But I don’t like to ask for money without giving something back. Yes, I know, the blog. But I mean something else. I’ve been ill, and just writing this took the stuffing out of me. BUT here’s a Christmas story. Now I rattle the tin cup.

Whether you donate or not, whether you’ve donated or not, I hope you enjoy the story. – SAH

Of all the times and places to get stuck in, late Christmas eve in Goldport, Colorado had to be the pits.

Alger Monday had been headed to Denver: Denver, where there were hotels near the airport, and there were connections to other airports. But instead, they were told that Denver and Colorado Springs were both under blinding snow and attempting a landing was impossible. And so, here he was about to land in … Goldport Colorado.

A place no one had ever heard of. As his plane circled, he caught a scattered handful of lights on a mountain side. It looked like the sort of place that had maybe a hotel, perhaps two taxis, and had never heard of Uber. If he were very lucky, he’d spend the night sitting in uncomfortable seats in the airport. If he weren’t very lucky… Well, some of these small airports closed for the night. And he’d spend the night sitting on a park bench, or something. If the place had parks and benches.
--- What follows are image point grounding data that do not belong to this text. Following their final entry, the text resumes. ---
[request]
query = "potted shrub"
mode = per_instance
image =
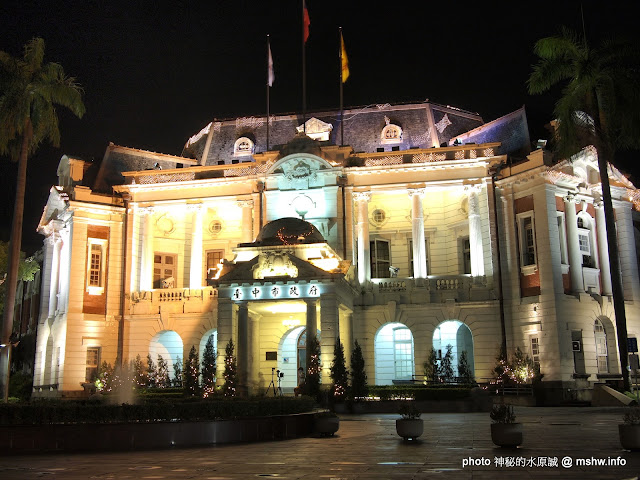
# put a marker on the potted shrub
(629, 431)
(326, 423)
(410, 426)
(505, 432)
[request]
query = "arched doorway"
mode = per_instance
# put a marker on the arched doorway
(602, 352)
(458, 335)
(167, 344)
(292, 354)
(393, 350)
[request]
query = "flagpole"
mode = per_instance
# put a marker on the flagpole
(268, 85)
(304, 71)
(341, 94)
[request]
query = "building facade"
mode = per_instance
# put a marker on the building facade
(393, 229)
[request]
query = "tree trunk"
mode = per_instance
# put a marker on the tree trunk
(604, 152)
(14, 260)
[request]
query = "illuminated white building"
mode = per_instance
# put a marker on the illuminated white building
(391, 239)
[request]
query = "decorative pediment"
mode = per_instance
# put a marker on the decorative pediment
(316, 129)
(300, 172)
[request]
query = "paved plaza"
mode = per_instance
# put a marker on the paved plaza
(367, 447)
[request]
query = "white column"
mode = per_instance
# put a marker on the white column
(362, 200)
(54, 239)
(417, 223)
(242, 349)
(475, 233)
(573, 244)
(247, 220)
(195, 271)
(146, 263)
(627, 249)
(603, 250)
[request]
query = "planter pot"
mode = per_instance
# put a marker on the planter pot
(326, 426)
(506, 434)
(409, 428)
(629, 437)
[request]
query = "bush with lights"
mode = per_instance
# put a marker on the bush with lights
(208, 369)
(339, 374)
(191, 373)
(230, 371)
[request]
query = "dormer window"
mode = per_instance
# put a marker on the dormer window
(244, 146)
(391, 134)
If he were just your normal business traveler, Alger would have been upset enough. But the truth was that Alger had a condition that made it difficult to fly at the best of times, to stay in hotels for the best of occasions. And to interact with strangers even under the most normal circumstances.

If he became too stressed, or put under any unusual kind of pressure; if he, in fact, lost control of his temper at all, Alger would turn into a small, furry menace to society. Oh, no, not a werewolf. The romance bookshelves were full of stories about sexy werewolves. Some of the more daring ones had stories of sexy dragons or sexy lions or something. But poor Alger had found at 12 that he’d turn into a distinctly non-sexy, completely non-seductive … squirrel.
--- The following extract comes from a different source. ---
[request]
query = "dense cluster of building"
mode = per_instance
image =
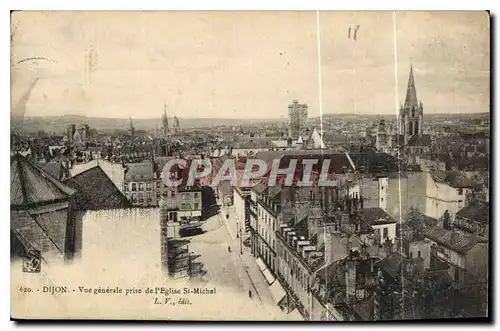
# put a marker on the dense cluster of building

The first few times he’s woken up naked, draped over the tree branch outside his bedroom, he’d thought he was crazy. His parents certainly thought he was crazy. The number of counseling sessions he had to endure, before he got used enough to the process that he had a perfect recollection of his time as a squirrel. He’d even managed enough control to take a selfie on his phone.

After that, he’d started closing any hole that would allow escape from his room. Which was hard because squirrels could get through very small apertures.

And what sense did that even make. How could a boy become a squirrel? Someone should resurrect Lavoisier and tell him his conservation of mass thing was hokum. If Lavoisier hadn’t been dead — the coward — Alger would have kicked him five ways from… Monday.

At any rate, most of the time, he’d managed to keep himself in his room and out of trouble after that. Or at least, come scurrying back into the room after his nightly adventures. Sure there had been the thing with the neighbor’s cat taking a bite out of his tail, that had kept Alger from sitting down for a week.

But considering his problem, Alger had navigated his teenage years well enough, and much to his parents displeasure, had opted to study computer programing online. Mostly because the idea of being in a college made him so nervous it was hard not to shift just at the thought. He’d researched of course, and knew computer programmers often could work remote, which was perfect. And as soon as he had a job and some savings, he’d bought himself an isolated house, which he’d squirrel proofed as well as possible.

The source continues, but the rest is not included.